91Ó°ÊÓ

Understanding the first derivative of a function is crucial for analyzing its behavior. Consider the function in our exercise, \(f(x)=(x+2)^{5 / 3}\). The first derivative, \(f'(x)\), represents the rate of change or the slope of the tangent line at any point on the graph of \(f(x)\).

For the given function, we compute the first derivative and find \(f'(x) = \frac{5}{3}(x+2)^{2/3}\). This derivative tells us how the function \(f(x)\) is increasing or decreasing at each point. If \(f'(x) > 0\), the function is increasing; if \(f'(x) < 0\), it is decreasing. By evaluating this first derivative, we can also identify critical points, which are important in determining local maxima, minima, or potential inflection points.

The second derivative, denoted as \(f''(x)\), is the derivative of the first derivative and provides information about the curvature of \(f(x)\). In our function, the second derivative is \(f''(x) = \frac{10}{9}(x+2)^{-1/3}\), which is critical for understanding the concavity of the graph.

Essentially, if \(f''(x) > 0\) at a certain point, the graph of \(f(x)\) is concave up at that point; if \(f''(x) < 0\), it is concave down. A change in the sign of the second derivative on either side of a point indicates a potential inflection point, where the graph changes concavity.
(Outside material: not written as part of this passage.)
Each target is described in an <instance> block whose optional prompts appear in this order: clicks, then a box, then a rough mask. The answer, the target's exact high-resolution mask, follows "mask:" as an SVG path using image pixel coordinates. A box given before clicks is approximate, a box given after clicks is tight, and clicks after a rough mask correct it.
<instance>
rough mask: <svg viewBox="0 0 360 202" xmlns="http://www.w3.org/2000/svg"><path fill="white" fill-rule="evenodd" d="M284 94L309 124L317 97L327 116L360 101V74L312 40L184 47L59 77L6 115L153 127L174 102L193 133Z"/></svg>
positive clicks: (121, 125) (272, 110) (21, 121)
However, in our exercise, \(f''(x)\) does not change sign since it does not have real zeros, so there are no inflection points.

When talking about the concavity of a graph, the term 'concave up' refers to regions where the graph of a function curves upward, resembling a U-shape. This shape indicates that the slope of the tangent line is increasing as you move from left to right along the graph.

In the context of our function \(f(x)=(x+2)^{5 / 3}\), we determine the concavity by looking at the sign of the second derivative. Since \(f''(x)\) is positive except where it is undefined at \(x = -2\), the graph is concave up everywhere except at this singular point, which we cannot include in the domain of \(f(x)\).

Visualizing Concavity

One method to visualize this is to think of drawing the graph from left to right; as you 'pull' the pencil upwards, you are creating a 'hill' shape, indicative of concave up.

Potential inflection points are points on the graph where the concavity may change from up to down or vice versa. They occur at values of \(x\) where the second derivative is zero or undefined, indicating a possible change in curvature.

To find potential inflection points, we set the second derivative equal to zero and solve for \(x\). In our exercise step three, the equation \(f''(x) = \frac{10}{9}(x+2)^{-1/3} = 0\) had no real solutions, indicating that there are no inflection points. It is worth noting, though, the importance of checking not only where \(f''(x) = 0\), but also where \(f''(x)\) is undefined, as inflection points can occur there as well. In the case of \(f(x)\), the function is undefined at \(x = -2\), but this does not constitute an inflection point as the concavity does not change on either side of this point.